A rotulagem oficial do produto, como o Resumo das Características do Medicamento (RCM), não costuma listar avisos específicos sobre o impacto do Placentex na capacidade de conduzir ou operar máquinas. Isto acontece porque os documentos regulamentares geralmente não reportam reações adversas conhecidas por prejudicar as capacidades cognitivas ou motoras. Recomenda-se que os doentes se monitorizem quanto a quaisquer alterações no estado de alerta ou capacidades motoras; caso estas fiquem comprometidas, deverão evitar conduzir ou operar máquinas.


Q: O Placentex contém conservantes ou látex?

A lista completa de ingredientes inativos, ou excipientes, presentes na formulação pode ser consultada na documentação oficial do produto (como a Secção 6.1 do RCM).
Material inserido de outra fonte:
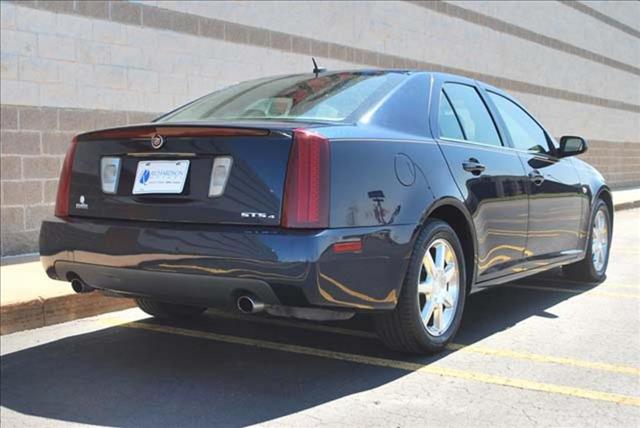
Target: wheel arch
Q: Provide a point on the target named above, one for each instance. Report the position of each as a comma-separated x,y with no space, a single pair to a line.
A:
455,214
604,193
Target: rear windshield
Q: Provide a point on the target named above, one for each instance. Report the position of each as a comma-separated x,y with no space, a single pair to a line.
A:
331,97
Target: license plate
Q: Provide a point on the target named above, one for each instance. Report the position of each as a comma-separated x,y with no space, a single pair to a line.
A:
160,177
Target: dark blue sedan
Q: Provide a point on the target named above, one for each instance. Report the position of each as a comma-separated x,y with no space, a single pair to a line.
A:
390,192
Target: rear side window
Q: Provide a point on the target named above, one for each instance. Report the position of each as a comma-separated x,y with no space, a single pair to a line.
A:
447,120
525,132
474,117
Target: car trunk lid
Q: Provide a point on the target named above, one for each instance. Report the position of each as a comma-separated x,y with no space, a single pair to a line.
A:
254,187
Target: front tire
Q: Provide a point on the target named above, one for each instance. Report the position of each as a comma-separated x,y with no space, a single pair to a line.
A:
594,266
430,305
168,310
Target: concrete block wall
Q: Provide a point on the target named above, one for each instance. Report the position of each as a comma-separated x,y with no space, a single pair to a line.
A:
69,66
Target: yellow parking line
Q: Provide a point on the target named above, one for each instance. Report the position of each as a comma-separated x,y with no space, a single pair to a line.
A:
591,292
395,364
496,352
506,353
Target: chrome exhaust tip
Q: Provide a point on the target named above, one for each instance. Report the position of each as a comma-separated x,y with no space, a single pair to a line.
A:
80,287
249,305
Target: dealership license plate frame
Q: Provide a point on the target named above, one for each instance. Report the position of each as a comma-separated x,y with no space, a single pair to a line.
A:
160,177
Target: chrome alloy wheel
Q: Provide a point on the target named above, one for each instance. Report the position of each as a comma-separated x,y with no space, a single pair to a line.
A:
599,240
439,287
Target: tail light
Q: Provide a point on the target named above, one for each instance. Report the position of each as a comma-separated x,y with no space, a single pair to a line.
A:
62,199
306,195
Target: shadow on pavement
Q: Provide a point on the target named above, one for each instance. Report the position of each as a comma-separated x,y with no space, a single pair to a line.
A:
130,377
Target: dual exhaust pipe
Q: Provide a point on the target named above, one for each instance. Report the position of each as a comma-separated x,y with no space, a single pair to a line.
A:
249,305
79,286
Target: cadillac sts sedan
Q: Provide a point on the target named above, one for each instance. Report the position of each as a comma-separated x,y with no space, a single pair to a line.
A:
394,193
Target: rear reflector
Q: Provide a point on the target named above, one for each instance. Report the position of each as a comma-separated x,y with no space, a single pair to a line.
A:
62,198
348,247
306,196
109,174
219,175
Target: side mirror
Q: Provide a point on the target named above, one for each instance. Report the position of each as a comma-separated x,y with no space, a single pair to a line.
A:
572,146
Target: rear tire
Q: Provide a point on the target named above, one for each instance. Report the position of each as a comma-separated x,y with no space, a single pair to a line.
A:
168,310
594,267
425,321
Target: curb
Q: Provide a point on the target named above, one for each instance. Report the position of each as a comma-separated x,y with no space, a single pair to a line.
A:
40,312
626,205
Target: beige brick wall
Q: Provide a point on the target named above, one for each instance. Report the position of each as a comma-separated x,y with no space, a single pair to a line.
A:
69,66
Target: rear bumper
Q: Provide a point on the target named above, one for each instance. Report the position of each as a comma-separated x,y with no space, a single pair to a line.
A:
213,265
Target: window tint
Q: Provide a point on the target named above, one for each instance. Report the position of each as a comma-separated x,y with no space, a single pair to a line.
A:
449,125
525,132
473,114
329,97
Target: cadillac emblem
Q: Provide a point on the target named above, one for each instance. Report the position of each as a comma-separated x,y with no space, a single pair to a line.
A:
157,141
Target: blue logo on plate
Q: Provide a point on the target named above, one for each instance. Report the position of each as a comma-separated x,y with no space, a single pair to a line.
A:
145,176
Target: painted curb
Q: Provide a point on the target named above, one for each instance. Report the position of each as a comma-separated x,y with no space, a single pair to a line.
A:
40,312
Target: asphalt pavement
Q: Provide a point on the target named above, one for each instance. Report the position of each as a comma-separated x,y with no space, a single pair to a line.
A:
542,351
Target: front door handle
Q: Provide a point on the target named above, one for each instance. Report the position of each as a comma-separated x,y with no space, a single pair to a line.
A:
536,177
473,166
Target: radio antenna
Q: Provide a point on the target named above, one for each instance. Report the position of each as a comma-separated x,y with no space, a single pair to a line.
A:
317,70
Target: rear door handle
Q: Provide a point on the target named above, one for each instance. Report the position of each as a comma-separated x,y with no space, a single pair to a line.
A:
473,166
536,177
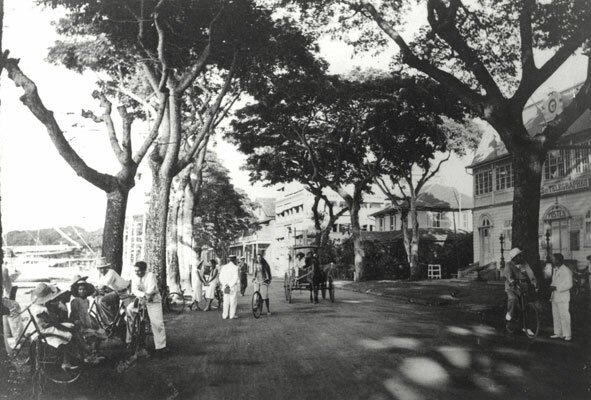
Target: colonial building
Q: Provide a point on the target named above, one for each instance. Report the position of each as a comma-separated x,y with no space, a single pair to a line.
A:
438,207
565,205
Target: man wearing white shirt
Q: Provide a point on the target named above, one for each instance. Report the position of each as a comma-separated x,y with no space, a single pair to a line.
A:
144,286
562,282
111,288
229,280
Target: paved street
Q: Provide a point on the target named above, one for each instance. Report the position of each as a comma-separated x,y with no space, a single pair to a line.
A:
361,347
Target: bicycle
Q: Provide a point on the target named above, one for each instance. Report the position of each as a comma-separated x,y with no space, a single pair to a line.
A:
528,313
174,302
45,361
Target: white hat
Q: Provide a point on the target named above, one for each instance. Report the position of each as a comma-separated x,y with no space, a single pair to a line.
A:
514,252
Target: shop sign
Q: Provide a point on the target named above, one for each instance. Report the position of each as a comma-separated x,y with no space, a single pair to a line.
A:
583,183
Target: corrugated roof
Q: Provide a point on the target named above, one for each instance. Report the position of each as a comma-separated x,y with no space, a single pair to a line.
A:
436,197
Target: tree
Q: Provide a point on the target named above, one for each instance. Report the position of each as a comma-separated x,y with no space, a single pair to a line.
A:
485,53
405,177
183,47
222,212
Esta é a fonte adequada para verificar a presença de substâncias específicas como conservantes ou látex, permitindo que doentes com sensibilidades conhecidas confirmem a composição exata do medicamento.

Como Placentex deve ser armazenado e descartado?

Como Conservar e Eliminar o Placentex

As instruções de conservação e eliminação do Placentex (Polidesoxirribonucleótido) baseiam-se estritamente na rotulagem regulamentar oficial para garantir a estabilidade e a integridade do produto.

Requisitos Oficiais de Conservação

Componente de Conservação Requisito
Temperatura Não são necessárias precauções especiais de conservação (por exemplo, refrigeração).
Proteção Deve ser protegido da luz e mantido afastado de fontes de calor.

Manuseamento e Eliminação

O produto deve ser mantido afastado de fontes de calor para preservar a sua estabilidade.

Relativamente à eliminação, o Placentex não utilizado ou com o prazo de validade expirado deve ser descartado em conformidade com os requisitos locais estabelecidos para resíduos farmacêuticos. Os doentes e os profissionais de saúde são também instruídos a comunicar qualquer suspeita de reações adversas através do respetivo sistema nacional de notificação.

Atenção! Sempre consulte um médico ou farmacêutico antes de usar pílulas ou medicamentos.